SEC Approves Yet Another Conflicted Order Type
We were very disappointed to read yesterday that the SEC approved Nasdaq’ Extended Life Priority Order proposal. As you may recall, we wrote two comment letters to the SEC urging them to reject Nasdaq’s proposal. Our main concern with Nasdaq’s ELO order was information leakage. We detailed this in our December 19, 2016 SEC comment letter:
“In return for giving retail orders queue position, Nasdaq will require that these orders be marked as extended life orders. This identifier will be disseminated to customers who purchase a proprietary data feed from Nasdaq. In other words, ELO orders will easily be identified by high frequency traders since they are the ones who most commonly purchase the data feeds. Knowing which orders in the queue that will not be cancelled or revised for at least one second and knowing that these are retail orders are extremely valuable pieces of information for a high frequency trader.”

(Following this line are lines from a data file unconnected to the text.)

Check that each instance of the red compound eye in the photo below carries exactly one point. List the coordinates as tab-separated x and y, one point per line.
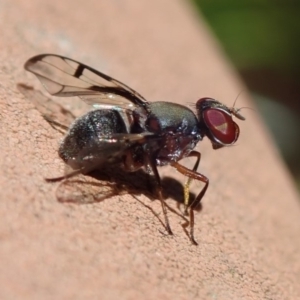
221	126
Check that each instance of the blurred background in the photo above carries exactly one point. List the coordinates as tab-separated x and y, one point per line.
262	39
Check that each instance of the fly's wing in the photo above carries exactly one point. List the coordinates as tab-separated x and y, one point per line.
52	112
64	77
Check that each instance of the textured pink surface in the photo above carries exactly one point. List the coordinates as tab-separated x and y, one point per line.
248	230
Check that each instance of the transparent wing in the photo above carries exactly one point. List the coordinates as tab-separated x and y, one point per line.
64	77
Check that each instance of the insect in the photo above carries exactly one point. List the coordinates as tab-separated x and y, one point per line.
124	129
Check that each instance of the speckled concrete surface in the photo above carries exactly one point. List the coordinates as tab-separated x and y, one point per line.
248	229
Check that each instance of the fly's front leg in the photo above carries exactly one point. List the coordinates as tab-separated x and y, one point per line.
189	180
192	174
153	167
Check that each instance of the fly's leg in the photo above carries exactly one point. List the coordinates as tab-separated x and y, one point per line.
66	176
189	180
192	174
160	194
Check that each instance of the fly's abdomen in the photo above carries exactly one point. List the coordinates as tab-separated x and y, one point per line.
87	143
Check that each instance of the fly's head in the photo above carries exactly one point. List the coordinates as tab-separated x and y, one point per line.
215	120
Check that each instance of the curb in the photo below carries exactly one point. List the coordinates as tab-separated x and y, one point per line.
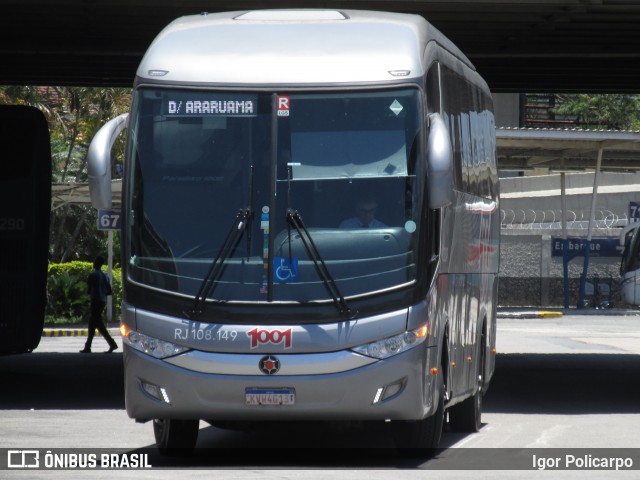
75	332
530	314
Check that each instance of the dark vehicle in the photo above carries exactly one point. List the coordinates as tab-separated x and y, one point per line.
25	204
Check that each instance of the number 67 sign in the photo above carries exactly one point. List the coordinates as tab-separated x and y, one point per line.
109	219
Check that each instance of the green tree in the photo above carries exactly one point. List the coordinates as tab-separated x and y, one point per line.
601	111
74	115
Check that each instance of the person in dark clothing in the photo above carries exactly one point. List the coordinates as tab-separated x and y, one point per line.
98	288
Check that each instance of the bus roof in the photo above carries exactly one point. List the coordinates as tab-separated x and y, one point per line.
291	47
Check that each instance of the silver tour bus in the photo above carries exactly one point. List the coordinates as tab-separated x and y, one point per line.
311	226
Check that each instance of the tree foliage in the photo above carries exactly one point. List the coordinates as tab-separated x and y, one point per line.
601	111
74	115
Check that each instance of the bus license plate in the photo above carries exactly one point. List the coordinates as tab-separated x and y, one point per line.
273	396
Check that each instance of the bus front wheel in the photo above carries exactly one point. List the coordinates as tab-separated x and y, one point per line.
421	437
175	437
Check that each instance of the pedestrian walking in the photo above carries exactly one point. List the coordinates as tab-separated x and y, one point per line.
98	288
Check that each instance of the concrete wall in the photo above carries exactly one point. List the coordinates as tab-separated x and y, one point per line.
529	274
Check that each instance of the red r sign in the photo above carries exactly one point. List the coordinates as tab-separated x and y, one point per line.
284	103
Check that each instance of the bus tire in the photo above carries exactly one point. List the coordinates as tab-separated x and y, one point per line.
175	437
420	438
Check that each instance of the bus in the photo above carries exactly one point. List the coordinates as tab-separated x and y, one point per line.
256	142
25	204
630	264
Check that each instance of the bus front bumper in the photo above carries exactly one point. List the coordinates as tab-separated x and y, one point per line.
397	388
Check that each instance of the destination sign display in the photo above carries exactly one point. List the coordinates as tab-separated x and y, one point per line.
203	104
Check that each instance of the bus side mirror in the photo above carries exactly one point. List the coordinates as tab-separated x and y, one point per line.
439	163
99	161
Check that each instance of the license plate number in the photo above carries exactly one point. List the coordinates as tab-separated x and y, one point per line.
274	396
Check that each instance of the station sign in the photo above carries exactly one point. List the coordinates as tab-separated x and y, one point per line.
109	219
600	247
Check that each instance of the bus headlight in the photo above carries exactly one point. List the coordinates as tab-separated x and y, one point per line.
390	346
151	346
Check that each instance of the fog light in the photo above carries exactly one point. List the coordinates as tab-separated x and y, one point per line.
389	391
159	393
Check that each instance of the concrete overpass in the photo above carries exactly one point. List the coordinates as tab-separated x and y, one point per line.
518	46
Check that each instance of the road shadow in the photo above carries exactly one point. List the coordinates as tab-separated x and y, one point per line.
53	381
565	384
522	383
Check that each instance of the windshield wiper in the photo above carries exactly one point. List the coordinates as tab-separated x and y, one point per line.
295	220
228	248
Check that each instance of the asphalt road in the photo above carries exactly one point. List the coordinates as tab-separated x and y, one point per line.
569	382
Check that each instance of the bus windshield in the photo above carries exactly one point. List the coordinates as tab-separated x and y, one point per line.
344	163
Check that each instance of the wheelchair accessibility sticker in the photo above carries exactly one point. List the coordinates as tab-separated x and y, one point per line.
285	269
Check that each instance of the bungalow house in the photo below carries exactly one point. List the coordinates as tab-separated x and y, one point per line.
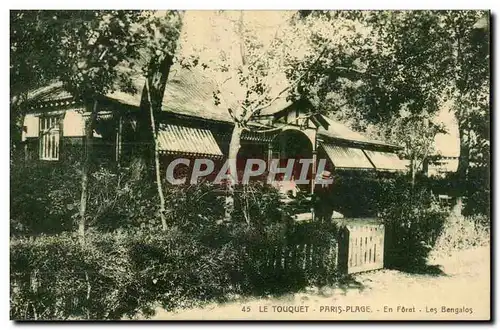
191	125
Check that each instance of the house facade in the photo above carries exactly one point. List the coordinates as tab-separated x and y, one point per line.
192	126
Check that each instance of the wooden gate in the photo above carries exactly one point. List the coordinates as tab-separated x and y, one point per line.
361	245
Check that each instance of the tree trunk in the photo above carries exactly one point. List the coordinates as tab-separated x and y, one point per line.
157	161
234	148
463	158
89	134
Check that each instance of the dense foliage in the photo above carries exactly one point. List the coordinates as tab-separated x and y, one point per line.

The SEC did not think that information leakage would be a problem even though they acknowledged that Nasdaq would be informing consumers of their proprietary data feeds that a retail order existed:
“Orders marked with the new identifier—whether on an order-by-order basis or via a designated port—would be disseminated via Nasdaq’s TotalView ITCH data feed.”
The SEC apparently bought Nasdaq’s argument that the dissemination of this information is “transparency” rather than information leakage. We probably shouldn’t be surprised by this since the SEC also allowed Nasdaq to leak information for seven years about hidden orders that interacted with post-only orders.
Here is how the SEC justified the ELO information leakage:
“The Commission believes that market participants (retail and non-retail) are not likely to be detrimentally affected by other market participants’ knowledge, via the ELO identifier, that certain orders originated from retail investors and must remain unchanged for at least one second. In particular, information leakage would likely not be a concern for retail interest because retail interest is most often represented by one order at a single price. Also, the lack of an ELO attribute on any particular order would likely not allow market participants to say with any assurance that the order is of a particular participant type. Moreover, the Commission does not believe that identification of ELO orders would necessarily result in market participants choosing to route to ELO orders last and therefore result in lower fill rates for these orders. In addition, the Commission notes that the use of the ELO attribute is voluntary.”
Let’s break down each one of the reasons why the SEC thinks the information leakage from the ELO order would not be a problem:
- “Information leakage would likely not be a concern for retail interest because retail interest is most often represented by one order at a single price” – This is exactly the problem. The ELO identifier is essentially a flashing red light signaling that a retail order exists. This also means that if the order is retail, then it is not institutional.
- “The lack of an ELO attribute on any particular order would likely not allow market participants to say with any assurance that the order is of a particular participant type” – True. But as we know, the high frequency trading game is all about tilting the odds. Every bit of information in the proprietary data feeds gets analyzed and is then acted upon. We anticipate that patterns will form once retail brokers start using the ELO attribute and predatory HFT’s will be able to use this information to assist in their strategies.
- “The Commission notes that the use of the ELO attribute is voluntary” – Yes, we know ELO is voluntary. But so is the “RTAL” indicator that BATS EDGX uses to identify retail orders in their data feed. To entice retail brokers to use the RTAL indicator, BATS EDGX offers an enhanced rebate of 34 mils per share. Based on the retail broker 606 reports that we have reviewed, EDGX is the clear winner for attracting retail limit orders since they pay the highest rebate. While the SEC is correct that ELO is voluntary, we have a suspicion that Nasdaq will be offering an enhanced rebate to attract retail broker order flow. If they do this, then it tells us they are willing to lose money on the trade to ensure that their proprietary data feeds continue to include valuable information for the HFT community.
The bottom line here is that once again conflicted order types and information leakage from proprietary data feeds seems to be going unnoticed by the SEC. We tried our best to explain this to the SEC with our two letters but apparently Nasdaq was more convincing than us. Maybe Nasdaq argued that ELO orders could bring back some liquidity to lit exchanges that is currently being siphoned off by internalizers? We think more displayed liquidity is a good thing but not at the cost that Nasdaq is asking the market to pay.